The ZK Chronicles: Zero Knowledge

•••

Back in our very first encounter, I made a big effort to convey the importance of verifiable computing on its own. In my mind, that is truly a necessary first step. There’s a lot of value in building from the ground up, stripping away the hype, and really visualizing where zero knowledge sits in the universe of possibilities - so that we can clearly define when it matters, and crucially, when it doesn’t.

But there’s also another reason we didn’t jump straight into ZK: we were not yet ready.

Honestly, it’s not even that it’s super complicated or anything, don’t be scared! It’s just that it wouldn’t have made much sense to get lost in formalisms, as they would probably have felt weird and confusing.

Alas, after going through all the hardships from the previous articles (especially that last one), I think our understanding of this topic should be much more mature, and more than enough to fully appreciate what’s coming next.

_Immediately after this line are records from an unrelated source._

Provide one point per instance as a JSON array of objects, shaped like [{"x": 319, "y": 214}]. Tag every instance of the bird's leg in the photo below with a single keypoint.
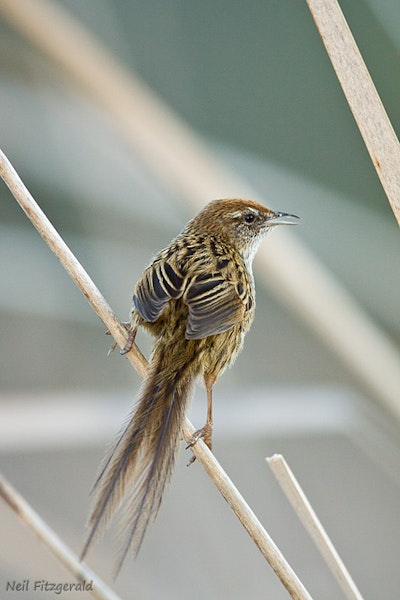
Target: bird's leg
[
  {"x": 129, "y": 342},
  {"x": 205, "y": 432},
  {"x": 132, "y": 331}
]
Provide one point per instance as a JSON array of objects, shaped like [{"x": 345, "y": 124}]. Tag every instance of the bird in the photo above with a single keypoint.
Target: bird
[{"x": 197, "y": 299}]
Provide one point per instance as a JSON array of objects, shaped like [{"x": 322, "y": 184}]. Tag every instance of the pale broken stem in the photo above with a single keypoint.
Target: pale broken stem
[
  {"x": 98, "y": 589},
  {"x": 364, "y": 101},
  {"x": 245, "y": 515},
  {"x": 306, "y": 514}
]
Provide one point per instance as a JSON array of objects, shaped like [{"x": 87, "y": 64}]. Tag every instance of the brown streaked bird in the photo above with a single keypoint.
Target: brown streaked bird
[{"x": 197, "y": 299}]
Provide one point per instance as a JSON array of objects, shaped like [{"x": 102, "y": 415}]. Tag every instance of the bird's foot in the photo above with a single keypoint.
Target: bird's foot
[
  {"x": 205, "y": 433},
  {"x": 129, "y": 342}
]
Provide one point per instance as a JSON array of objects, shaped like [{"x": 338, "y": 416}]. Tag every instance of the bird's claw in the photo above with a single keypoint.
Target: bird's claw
[{"x": 205, "y": 433}]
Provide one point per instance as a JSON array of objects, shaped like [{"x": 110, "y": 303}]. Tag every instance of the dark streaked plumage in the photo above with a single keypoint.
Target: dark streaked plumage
[{"x": 197, "y": 299}]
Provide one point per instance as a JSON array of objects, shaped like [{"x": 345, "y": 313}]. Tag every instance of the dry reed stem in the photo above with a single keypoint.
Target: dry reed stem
[
  {"x": 364, "y": 101},
  {"x": 305, "y": 512},
  {"x": 177, "y": 157},
  {"x": 239, "y": 506},
  {"x": 62, "y": 552}
]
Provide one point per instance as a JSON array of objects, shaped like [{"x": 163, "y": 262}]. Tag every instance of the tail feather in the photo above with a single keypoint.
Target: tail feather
[{"x": 141, "y": 462}]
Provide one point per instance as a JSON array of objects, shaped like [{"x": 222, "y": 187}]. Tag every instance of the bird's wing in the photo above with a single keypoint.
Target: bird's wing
[
  {"x": 160, "y": 282},
  {"x": 215, "y": 305}
]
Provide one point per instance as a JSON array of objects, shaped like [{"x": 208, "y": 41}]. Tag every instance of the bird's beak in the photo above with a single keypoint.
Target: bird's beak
[{"x": 283, "y": 219}]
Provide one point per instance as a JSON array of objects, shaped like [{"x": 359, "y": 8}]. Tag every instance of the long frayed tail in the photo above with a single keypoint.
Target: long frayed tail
[{"x": 136, "y": 471}]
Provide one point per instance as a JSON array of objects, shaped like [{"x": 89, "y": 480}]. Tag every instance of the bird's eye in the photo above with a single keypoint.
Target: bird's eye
[{"x": 249, "y": 217}]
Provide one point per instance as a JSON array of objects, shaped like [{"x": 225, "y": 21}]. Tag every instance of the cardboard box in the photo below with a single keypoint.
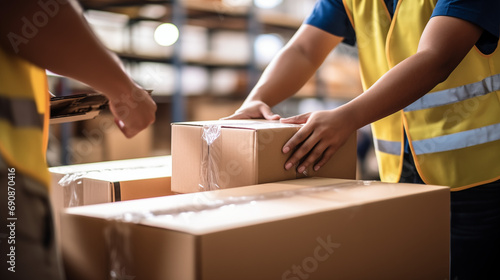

So it’s finally time. We’re finally ready.

It’s time to talk about zero knowledge, and finally look at some formal definitions around one of the most counterintuitive ideas in all of computer science: that you can prove something is true without revealing anything about why it’s true.

•••

Intuition

Let’s start with the question we’d like to answer today: what does it actually mean to reveal nothing?

If we were to ask this question to most people (or at least, someone who’s never heard about ZK), then we’d get an intuitive answer: to reveal nothing means to share no information at all.

Right? It doesn’t mean sharing some information - either you reveal, or you don't. It’s a rather binary matter.

The Joker interrogation scene from Christopher Nolan's Batman — Exaaaactly!

That’s not our case, though. After all, we’re trying to prove something about a computation. We can’t convince anyone of anything without exchanging at least some information with them. So we’re actually always revealing a little something.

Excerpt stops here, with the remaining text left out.